From aspergillus disease of pigeons, by the absence of the characteristic, miliary, white nodule of that disease showing caseated contents intermixed with an abundant mycelium of aspergillus fumigatus. The aspergillus disease attacks especially the mouth but may also implicate the gullet, lungs, liver, intestine and kidneys. The microscopic examination of the exudate is conclusive, by reason of the presence of the bacillus diphtheriæ columbarum, and the comparative absence of the filamentous mycelium.

Treatment. This is mainly prophylactic. The first step must be to separate the sick and healthy, destroying the former, or shutting them up in a special enclosure apart from all other birds. In the case of valuable chickens, their eggs may be set under other hens and the young raised apart from the suspected flock. This may even be attempted in pigeons, the common eggs being removed and the valuable ones put in their place under a healthy sitting dove. In the case of pigeons that have been recently through the disease they should be kept strictly by themselves, even though they may appear to have regained perfect health. The dead bodies must be burned or deeply buried. Sparrows and even rabbits dying in the vicinity must be similarly disposed of, and where the disease prevails sparrows and small birds may be exterminated as probable bearers of infection.
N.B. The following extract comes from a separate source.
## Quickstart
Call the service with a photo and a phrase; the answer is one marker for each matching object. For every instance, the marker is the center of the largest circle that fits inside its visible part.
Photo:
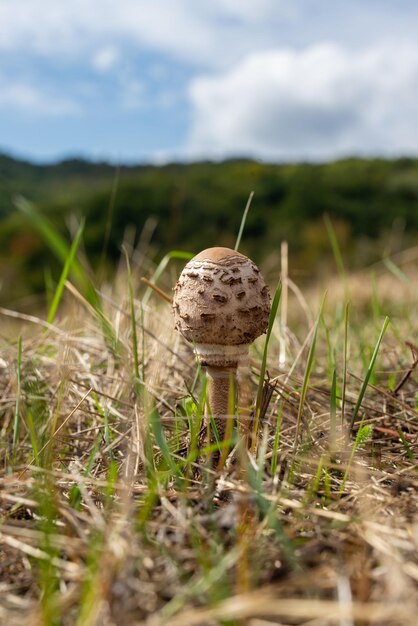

The purchase of strange birds must be carefully guarded, none being taken that show weeping eyes, nasal discharge, labored or wheezing breathing, and all new birds should be placed by themselves in quarantine for ten to fifteen days. Finally a thorough disinfection of the place where the sick have been is of first importance. Thorough cleaning of the poultry house, followed by a coat of white-wash, every gallon of which contains four ounces of chloride of lime, or one drachm of mercuric chloride will usually prove effective. The poultry runs should be liberally sprinkled with a solution of sulphuric or hydrochloric acid, one part to 1000. The same may be used on the building, which may further be fumigated by burning sulphur.

Poultry shows should be kept under the most rigorous sanitary supervision.

Curative treatment is only profitable in the case of specially valuable birds, and even then only, as a rule, when the disease is confined to the nose, mouth, larynx and pharynx. The affected parts may be brushed with a solution of chloride of iron (1 dr. of the tincture to 1 oz. water), nitrate of silver (2 grs. to 1 oz. water), sulphide of calcium (½ dr. to 1 oz. water), tannin (10 grs. to 1 oz.). Tincture of iodine may be applied direct, or a solution of carbolic acid or of creosote or creolin (1 part to 50) will often succeed. Thomassen recommends the removal of the false membranes and the application of boric acid followed by dry sulphur. Benoist says the majority recover when made to inhale the fumes of oil of turpentine evaporated at a gentle heat twice a day.

As internal medication, or to correct the intestinal affection, sulphate of iron may be dissolved in the drinking water, or salicylic acid may be given in pill form with molasses.